Critical source areas occur where a pollutant source (such as a P source) in the landscape coincides with active hydrologic transport mechanisms. Research indicates that these areas pose a high risk for excessive pollutant export to surface waters. For example, in Oklahoma watersheds, White et al. (2009) reported that just 5% of the land area yielded 50% of the sediment load and 34% of the P load. And in a large Vermont river basin, about 74% of the annual nonpoint source P load was estimated to come from just 10% of the land area (Winchell et al. 2011).

Two factors help us to identify a CSA: pollutant sources and transport potential. Pollutant sources in the watershed are usually, although not always, a function of land use and management. For example, conventional tillage or construction activities often increase a soil’s susceptibility to erosion. Likewise, elevated soil test P and P applications can increase P loss to streams, rivers, reservoirs, and lakes. Soil test P can build up when fertilizer applications exceed crop needs and when manures are applied based on the nitrogen (N) rather than the P needs of a crop or forage.
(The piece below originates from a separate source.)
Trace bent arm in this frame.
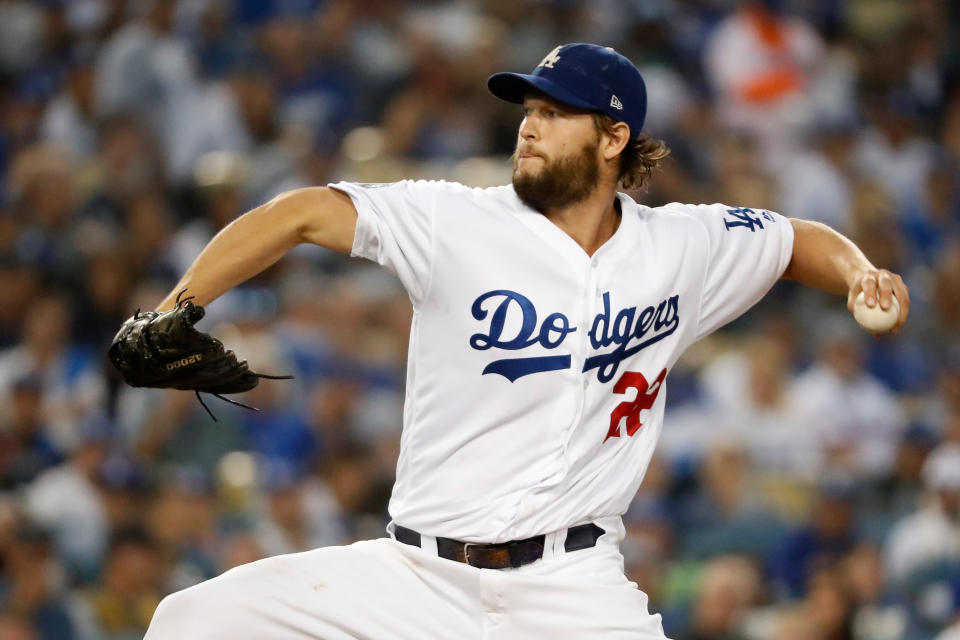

Transport potential also helps us to identify a CSA. Phosphorus is not a water pollutant until it is actually moved from a source to a water body. Sediment and P transport in a watershed occurs mainly through surface runoff and erosion; N, however, is primarily transported through the soil into shallow subsurface flow or subsurface drainage. Even in regions where subsurface flow pathways dominate, areas contributing P to drainage water appear to be restricted to soils with high soil P saturation and hydrologic connectivity to the drainage network. For example, Schoumans and Breeuwsma (1997) found that soils with high P saturation contributed only 40% of total P load, while another 40% came from areas where the soils had only moderate P saturation but some degree of hydrological connectivity with the drainage network. In some areas of the United States, CSAs may occur where precipitation cannot infiltrate because the soil is already saturated with water (Dunne and Black 1970, Ward 1984). Runoff from these areas is termed saturation excess runoff and can vary spatially and temporally as a function of geology, topography, soils, evapotranspiration rates, and precipitation form and amount and are referred to as variable hydrologic source areas (Dunne and Black 1970, Frankenberger et al. 1999, Gburek et al. 2007). These variable source areas may provide the transport mechanism for pollutant sources if saturation excess and the pollutant coincide and thus can be very important CSAs.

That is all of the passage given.